A lady that will be missed
It’s not a huge secret that Saint-françois MNA, Monique Gagnon-tremblay, would prefer not to run in the next general election, but the reality of survey after survey showing that the Liberals will be soundly defeated in the next election is not bringing forward quality candidates to the Charest led formation.
So the people of Saint-françois may be stuck, by default, with one of Quebec’s best politicians and civil servants, a long lost concept in today’s politics.
Mrs. Gagnon-tremblay deserves a well-earned retirement from politics; we deserve more men and women who share her qualities. First of all, of being committed to the well-being of Quebec rather than her party. Not that she is not partisan, but she is in a balanced way, not only privately but also publicly. While most politicians are balanced in their views and opinions, there are a few exceptions in all Parliaments in Canada, most, the moment that a reporter’s notebook, better still a microphone, don’t mention a camera, comes out, get into their Mr. Hyde mode, blasting anyone from any other party as unworthy of living on their planet.

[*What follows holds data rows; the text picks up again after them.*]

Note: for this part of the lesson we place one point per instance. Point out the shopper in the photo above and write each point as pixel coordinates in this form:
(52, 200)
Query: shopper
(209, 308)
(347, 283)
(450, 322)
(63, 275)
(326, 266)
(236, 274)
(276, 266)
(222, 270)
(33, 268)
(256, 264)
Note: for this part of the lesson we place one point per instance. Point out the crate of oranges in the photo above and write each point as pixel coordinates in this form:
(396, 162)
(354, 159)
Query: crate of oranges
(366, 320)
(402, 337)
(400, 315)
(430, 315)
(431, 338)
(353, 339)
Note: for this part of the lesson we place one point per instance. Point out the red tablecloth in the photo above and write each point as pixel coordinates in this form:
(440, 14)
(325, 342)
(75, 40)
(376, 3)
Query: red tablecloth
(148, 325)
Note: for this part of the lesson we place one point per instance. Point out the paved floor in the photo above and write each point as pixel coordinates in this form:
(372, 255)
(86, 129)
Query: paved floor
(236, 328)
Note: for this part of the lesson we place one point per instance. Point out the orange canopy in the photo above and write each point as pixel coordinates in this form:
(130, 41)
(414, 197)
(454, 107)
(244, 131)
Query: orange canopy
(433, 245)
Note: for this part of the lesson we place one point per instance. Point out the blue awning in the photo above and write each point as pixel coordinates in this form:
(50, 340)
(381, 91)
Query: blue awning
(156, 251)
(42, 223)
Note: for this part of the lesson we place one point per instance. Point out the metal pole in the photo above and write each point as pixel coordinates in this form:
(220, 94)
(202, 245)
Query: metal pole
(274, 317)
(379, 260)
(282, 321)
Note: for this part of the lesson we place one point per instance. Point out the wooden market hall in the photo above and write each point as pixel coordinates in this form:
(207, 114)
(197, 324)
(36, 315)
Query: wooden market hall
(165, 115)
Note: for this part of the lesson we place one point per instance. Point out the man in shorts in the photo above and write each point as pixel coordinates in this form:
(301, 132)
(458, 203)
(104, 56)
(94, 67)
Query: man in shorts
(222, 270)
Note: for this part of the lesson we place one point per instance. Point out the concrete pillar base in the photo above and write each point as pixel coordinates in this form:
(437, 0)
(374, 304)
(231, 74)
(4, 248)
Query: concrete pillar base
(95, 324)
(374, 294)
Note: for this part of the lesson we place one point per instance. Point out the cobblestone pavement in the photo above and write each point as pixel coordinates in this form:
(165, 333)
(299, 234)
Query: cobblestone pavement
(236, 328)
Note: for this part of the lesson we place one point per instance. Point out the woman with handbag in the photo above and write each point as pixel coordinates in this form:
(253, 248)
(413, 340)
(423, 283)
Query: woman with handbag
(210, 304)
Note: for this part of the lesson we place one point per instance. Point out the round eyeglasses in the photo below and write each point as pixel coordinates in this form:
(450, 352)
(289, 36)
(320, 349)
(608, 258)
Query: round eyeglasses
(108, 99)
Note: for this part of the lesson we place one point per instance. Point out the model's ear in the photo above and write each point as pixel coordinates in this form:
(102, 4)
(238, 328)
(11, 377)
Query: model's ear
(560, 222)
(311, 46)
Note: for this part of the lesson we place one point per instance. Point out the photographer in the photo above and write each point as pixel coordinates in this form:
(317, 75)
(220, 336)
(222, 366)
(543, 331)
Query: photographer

One only has to look at a photograph in last week’s dailies, showing Mr. Charest and Mrs. Marois, rubbing shoulders and laughing together, to understand what we mean.
Mrs. Gagnon-tremblay can be curt; we haven’t heard anyone calling her nasty. As a matter of fact, she, along with a lot of but not all elected officials, considers herself as representing all her electors regardless of their vote. She is also quick to point out, as she did last Monday when questioned by the Stanstead Journal, to admit that what ails us is more often than not the fault of all governments in Quebec, not only the previous one, the PQ, but hers also. If there was a school for provincial and federal aspiring politicians, after all, there is one for municipal ones, she would be the perfect headmaster.
For political reasons, Mr. Charest was forced, when he was in a minority, to have an equal number of men and women in his cabinet. While the initiative has not been maintained perfectly, Quebec can boast about having one of the world’s largest proportions of women in power. In a way, for all his failings and imperfections, read or watch the news to get an idea if you don’t have one yet, this achievement will be his best legacy.
We should remember that there are still women alive who didn’t have the right to vote when they turned major. It took a Liberal government to do so. It took courage, you can imagine, for the same party in the 1960’s to let a woman be elected in a safe riding and be named to the cabinet later. And Robert Bourassa named the first woman vice-premier; a tradition since maintained by almost all governments.
Quebec women politicians from all stripes have helped us define what is modern Quebec in a way that is hardly believable elsewhere in Canada. When the French edition of Chatelaine had a cover of the women of Quebec politics a couple of years back, all parties confounded, we were asked questions about this seemingly impossible event by the rest of Canada. Madame Gagnon-tremblay was on it, naturally. We hope that she finds, in the next couple of weeks, the time to really ponder her future.